I think the OS or user space is too slow like to react to send a park 
command to the hard drive, so this most be done directly by the embedded 
controller, but still I think it needs some input from the OS, to 
initialize it's settings. i.e. after all, in windows you do have the 
settings in the software for HDAPS, but it looks like it is _not_ 
managed by the operating system at all if there is some type of action 
to  be taken. This is also probably why HDAPS won't kick in until 
booted, and that is because it needs to load its config setup by the 
software.

This is what I think, please correct me if I'm saying something crazy.


OS booted, sends settings to the controller, if settings changed, the OS 
will send the settings again to the controller. -> once the controller 
has the configuration from the user, which is in Windows, loaded by 
default, then the controller reacts depending on it's output from the 
accelerometer, sending inmediate commands or parking the head of the HD.

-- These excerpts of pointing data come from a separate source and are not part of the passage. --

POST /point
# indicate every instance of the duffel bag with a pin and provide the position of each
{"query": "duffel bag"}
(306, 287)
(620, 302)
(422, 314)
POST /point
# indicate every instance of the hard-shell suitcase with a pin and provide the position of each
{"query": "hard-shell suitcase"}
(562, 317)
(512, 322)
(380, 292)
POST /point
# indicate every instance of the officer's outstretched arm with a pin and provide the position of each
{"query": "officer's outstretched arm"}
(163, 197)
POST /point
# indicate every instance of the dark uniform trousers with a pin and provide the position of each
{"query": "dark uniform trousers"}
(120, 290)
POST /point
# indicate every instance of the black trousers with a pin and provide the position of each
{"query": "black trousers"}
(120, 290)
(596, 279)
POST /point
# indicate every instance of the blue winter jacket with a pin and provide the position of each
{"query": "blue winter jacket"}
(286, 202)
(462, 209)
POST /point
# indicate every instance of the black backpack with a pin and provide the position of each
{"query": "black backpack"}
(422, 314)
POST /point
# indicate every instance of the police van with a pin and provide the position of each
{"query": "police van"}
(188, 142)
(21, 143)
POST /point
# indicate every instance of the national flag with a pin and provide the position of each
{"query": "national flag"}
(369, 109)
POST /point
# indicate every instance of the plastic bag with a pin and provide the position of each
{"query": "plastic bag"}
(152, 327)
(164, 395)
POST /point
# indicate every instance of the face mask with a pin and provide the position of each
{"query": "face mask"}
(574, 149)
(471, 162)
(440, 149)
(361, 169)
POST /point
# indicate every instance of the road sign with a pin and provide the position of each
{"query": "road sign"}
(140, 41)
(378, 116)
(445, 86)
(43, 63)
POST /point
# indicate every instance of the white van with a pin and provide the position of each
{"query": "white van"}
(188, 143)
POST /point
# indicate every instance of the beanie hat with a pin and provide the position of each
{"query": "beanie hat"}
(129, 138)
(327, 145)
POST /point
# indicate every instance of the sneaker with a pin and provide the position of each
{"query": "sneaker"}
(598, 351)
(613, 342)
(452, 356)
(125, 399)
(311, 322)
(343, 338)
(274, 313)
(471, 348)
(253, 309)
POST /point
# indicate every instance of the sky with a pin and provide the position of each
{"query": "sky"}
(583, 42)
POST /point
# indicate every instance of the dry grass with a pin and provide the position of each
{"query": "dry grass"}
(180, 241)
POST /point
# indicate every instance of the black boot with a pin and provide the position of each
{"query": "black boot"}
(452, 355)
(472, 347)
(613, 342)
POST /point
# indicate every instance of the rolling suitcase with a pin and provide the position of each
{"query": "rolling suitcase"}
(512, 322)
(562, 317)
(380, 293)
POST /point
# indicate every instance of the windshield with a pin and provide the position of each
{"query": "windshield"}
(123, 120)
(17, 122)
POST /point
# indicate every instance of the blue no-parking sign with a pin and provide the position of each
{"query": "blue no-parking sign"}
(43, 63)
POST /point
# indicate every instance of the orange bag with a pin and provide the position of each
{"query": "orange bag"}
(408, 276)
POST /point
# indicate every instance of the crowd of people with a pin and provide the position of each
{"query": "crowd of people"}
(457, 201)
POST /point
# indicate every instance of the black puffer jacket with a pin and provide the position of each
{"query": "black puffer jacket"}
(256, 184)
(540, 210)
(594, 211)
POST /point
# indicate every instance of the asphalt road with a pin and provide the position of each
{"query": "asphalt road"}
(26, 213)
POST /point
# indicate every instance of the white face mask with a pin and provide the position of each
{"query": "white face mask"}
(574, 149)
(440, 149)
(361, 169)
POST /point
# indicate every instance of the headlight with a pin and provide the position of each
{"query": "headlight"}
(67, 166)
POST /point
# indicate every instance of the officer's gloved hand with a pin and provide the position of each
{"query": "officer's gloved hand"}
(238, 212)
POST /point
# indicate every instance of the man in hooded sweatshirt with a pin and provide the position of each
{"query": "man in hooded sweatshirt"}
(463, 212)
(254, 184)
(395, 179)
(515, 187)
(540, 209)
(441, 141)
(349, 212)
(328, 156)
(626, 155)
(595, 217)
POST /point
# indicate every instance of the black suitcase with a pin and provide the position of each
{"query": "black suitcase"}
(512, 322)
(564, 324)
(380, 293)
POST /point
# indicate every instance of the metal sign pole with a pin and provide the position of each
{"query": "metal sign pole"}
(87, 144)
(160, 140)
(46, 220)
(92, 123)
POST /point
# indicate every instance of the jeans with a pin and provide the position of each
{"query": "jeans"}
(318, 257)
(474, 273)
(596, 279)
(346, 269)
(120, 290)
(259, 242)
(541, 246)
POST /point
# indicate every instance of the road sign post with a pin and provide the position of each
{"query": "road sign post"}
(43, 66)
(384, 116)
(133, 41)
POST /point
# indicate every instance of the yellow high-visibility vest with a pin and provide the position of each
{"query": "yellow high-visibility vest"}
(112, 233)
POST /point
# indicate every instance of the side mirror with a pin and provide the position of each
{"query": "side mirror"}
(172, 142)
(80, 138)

Then also, the OS is either notified about the movement, or actually it 
starts reading from the controller, for example, when doing the 3D view.

The 3D view software takes some time loading, if it would be normally 
monitoring, then It wouldn't take the 4 seconds it takes. I think the OS 
only reads to give the user a clue of their nice feature, but is all 
really done with the controller-> HD.

After all, IBM testing says that HDAPS worked perfectly from a 70cm fall.